When it comes to building wealth through investments, I can think of few people who are better than Warren Buffet. After all, I don’t think you become the third wealthiest person in the world by accident. You need to know what you’re doing – and Warren knows how to invest.
Have you ever wondered where he learned his craft? If so, one of the people who had the greatest influence on his life was Benjamin Graham. Luckily for us, Graham wrote several books on investing, including The Intelligent Investor. Warren thinks so highly of this book that he says its “By far the best book on investing ever written.”
Since Warren is a man who I respect when it comes to knowing how to invest, I bought the book in order to learn how to be a better investor. In my journey here are the things I’ve learned.
- You don’t need a high IQ to be an intelligent investor. This should give all of us hope! What’s more important is to have the discipline to keep your emotions under control. Following certain principles and attitudes is more important than the ability to analyze stocks.
- Know the difference between an investor and a speculator. Speculators trade in and out of the market, trying to determine the right time to buy and sell. Be an investor. In your desire to create wealth, look to gather little by little.
- Determine whether you’re a defensive or enterprising investor. You’re defensive if you want to avoid serious losses. You want freedom from major effort and the need to make frequent decisions. On the other hand, you’re enterprising if you’re willing to put in extra time and care into the selection of investments. Enterprising investors need to treat their investments like a side-business. In order to profit from stock-market folly, they need to bring extra effort and intellect.
- Dollar-cost average. This investing principle teaches us to purchase strong stocks on a regular basis, through thick and thin. Graham mentions that in the 20 years from 1929 to 1948, if you only invested $15 dollars every month, you would’ve ended up with about $8,500! The nice thing about this is that you’d only be contributing $3,600 of your own money. You’d be earning a bit over 8% returns, and would have more than doubled your money.
- Understand how the stock and bond markets performed in the past. You’re likely to meet similar conditions in the future. Bull and bear markets are a regular occurrence in the stock market. In 1987, US stocks had their worst 1-day fall in history. And after a great bull market in the late 1990′s, a tough bear market started in early 2000.
- Be wary of technical approach, the dow theory, and other gimmicks.

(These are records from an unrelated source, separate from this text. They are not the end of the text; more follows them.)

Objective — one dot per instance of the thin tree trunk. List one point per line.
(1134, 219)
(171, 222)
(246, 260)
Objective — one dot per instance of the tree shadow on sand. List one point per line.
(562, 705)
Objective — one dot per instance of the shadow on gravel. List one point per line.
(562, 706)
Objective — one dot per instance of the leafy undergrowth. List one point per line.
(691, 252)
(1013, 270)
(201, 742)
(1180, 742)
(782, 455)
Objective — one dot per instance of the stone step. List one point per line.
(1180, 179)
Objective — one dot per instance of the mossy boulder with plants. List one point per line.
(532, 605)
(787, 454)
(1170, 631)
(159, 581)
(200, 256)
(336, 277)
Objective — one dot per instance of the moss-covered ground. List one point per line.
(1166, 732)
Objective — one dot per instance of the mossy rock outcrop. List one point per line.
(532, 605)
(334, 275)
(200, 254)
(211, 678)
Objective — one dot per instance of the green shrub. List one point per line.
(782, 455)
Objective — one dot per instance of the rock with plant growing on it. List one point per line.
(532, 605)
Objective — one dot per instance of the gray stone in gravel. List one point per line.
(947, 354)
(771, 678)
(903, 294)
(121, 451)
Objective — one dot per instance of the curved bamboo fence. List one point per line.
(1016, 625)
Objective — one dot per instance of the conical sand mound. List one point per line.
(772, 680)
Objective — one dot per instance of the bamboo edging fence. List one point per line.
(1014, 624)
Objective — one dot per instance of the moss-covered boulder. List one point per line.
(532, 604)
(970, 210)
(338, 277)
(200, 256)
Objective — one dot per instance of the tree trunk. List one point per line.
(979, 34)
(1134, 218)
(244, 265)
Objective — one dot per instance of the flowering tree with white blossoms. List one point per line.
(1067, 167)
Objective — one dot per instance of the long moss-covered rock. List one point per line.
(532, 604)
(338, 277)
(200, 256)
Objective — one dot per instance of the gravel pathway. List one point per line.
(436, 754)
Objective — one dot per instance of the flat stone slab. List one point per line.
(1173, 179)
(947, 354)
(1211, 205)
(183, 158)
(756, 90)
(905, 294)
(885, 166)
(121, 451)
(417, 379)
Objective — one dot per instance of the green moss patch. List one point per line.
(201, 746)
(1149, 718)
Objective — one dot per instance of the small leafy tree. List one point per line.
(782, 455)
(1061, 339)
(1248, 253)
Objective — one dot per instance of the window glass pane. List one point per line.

- Don’t be cocky. People once thought stocks could be bought at any time, and any price. They believed that profit was a sure thing, and that any losses would be recovered by a rise in the market to higher levels.
- Don’t put much faith in over-optimistic forecasts and assurances from “experts.”
- A lack of enthusiasm. In most areas of life, enthusiasm is helpful in trying to achieve a goal. But when investing to build wealth, over enthusiasm can lead to your downfall.
Have you read The Intelligent Investor? Do you try to follow some of the principles mentioned above?